The wrong moment for the Democratic incumbent perhaps, but absolutely perfect for Romney, who came into the debate after enduring a month-long media beatdown on his campaign. All the criticisms of the Republican convention, all the furor over the “secret video,” all the polls portending doom for Romney — all of this negativity became suddenly irrelevant in the wake of the GOP challenger’s decisive debate victory. Romney took charge from the outset, reacting to Obama’s opening barrage of accusations about taxes. “I’d like to clear up the record and go through it piece by piece,” Romney said. “First of all, I don’t have a $5 trillion tax cut.”

After defending himself, Romney then pivoted to focus onto Obama’s own economic record. “Under the president’s policies, middle-income Americans have been buried. They’re just being crushed. Middle-income Americans have seen their income come down by $4,300. This is a tax in and of itself. I’ll call it the economy tax. It’s been crushing. At the same time, gasoline prices have doubled under the president. Electric rates are up. Food prices are up. Health care costs have gone up by $2,500 a family.”

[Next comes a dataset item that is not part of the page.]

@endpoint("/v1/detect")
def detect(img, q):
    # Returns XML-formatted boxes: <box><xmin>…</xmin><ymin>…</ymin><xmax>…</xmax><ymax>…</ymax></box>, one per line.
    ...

It was these facts which flummoxed Obama. He kept trying to talk about his plans for the next four years, but Romney kept hammering the president’s record during the past four years, which undermined Obama’s credibility whenever he offered proposals for the future. This reality — that the president’s policies have been an abject failure — did not seem to register with Obama’s supporters on MSNBC, who afterwards complained about their man’s listless performance and also tried to blame moderator Jim Lehrer’s handling of the debate.

Admittedly, Romney scored points for style. He was aggressive, clear and specific and, in the superficial calculus by which candidates are measured in the TV age, he certainly looked presidential. Yet the style would have done Romney little good if he had not also delivered substance. “You raise taxes and you kill jobs,” he replied to Obama at one point. “That’s why the National Federation of Independent Businesses said your plan will kill 700,000 jobs. I don’t want to kill jobs in this environment.” Later, Romney accused the president of a “trickle-down government approach, which has government thinking it can do a better job than free people pursuing their dreams. And it’s not working. And the proof of that is 23 million people out of work. The proof of that is 1 out of 6 people in poverty. The proof of that is we’ve gone from 32 million on food stamps to 47 million on food stamps. The proof of that is that 50 percent of college graduates this year can’t find work.”

These are simply facts and, in a setting where Romney could point out the facts of Obama’s record directly to the people — with no intervening media filter — the one-sided nature of the debate perhaps shouldn’t have surprised anyone as much as it did. But the surprise was entirely pleasant for Romney’s supporters, including Reason magazine’s Matt Welch: “That wasn’t a debate so much as Mitt Romney just took Obama for a cross country drive strapped to the roof of his car.”

It will not be easy for the president to bounce back quickly from his debate debacle. The next scheduled debate is Oct. 11 between Vice President Joe Biden and Romney’s running mate, Wisconsin Rep. Paul Ryan, and Obama won’t meet Romney again until Oct. 16. In the meantime, Romney can expect to be riding a sudden surge of momentum, while the incumbent Democrat will just as suddenly find himself plagued by the same kind of gloomy poll numbers and naysaying criticisms that had hitherto been Romney’s problem. Of all the turnarounds Romney accomplished in his career at Bain Capital, perhaps none was so significant as the one he pulled off in 90 minutes last night.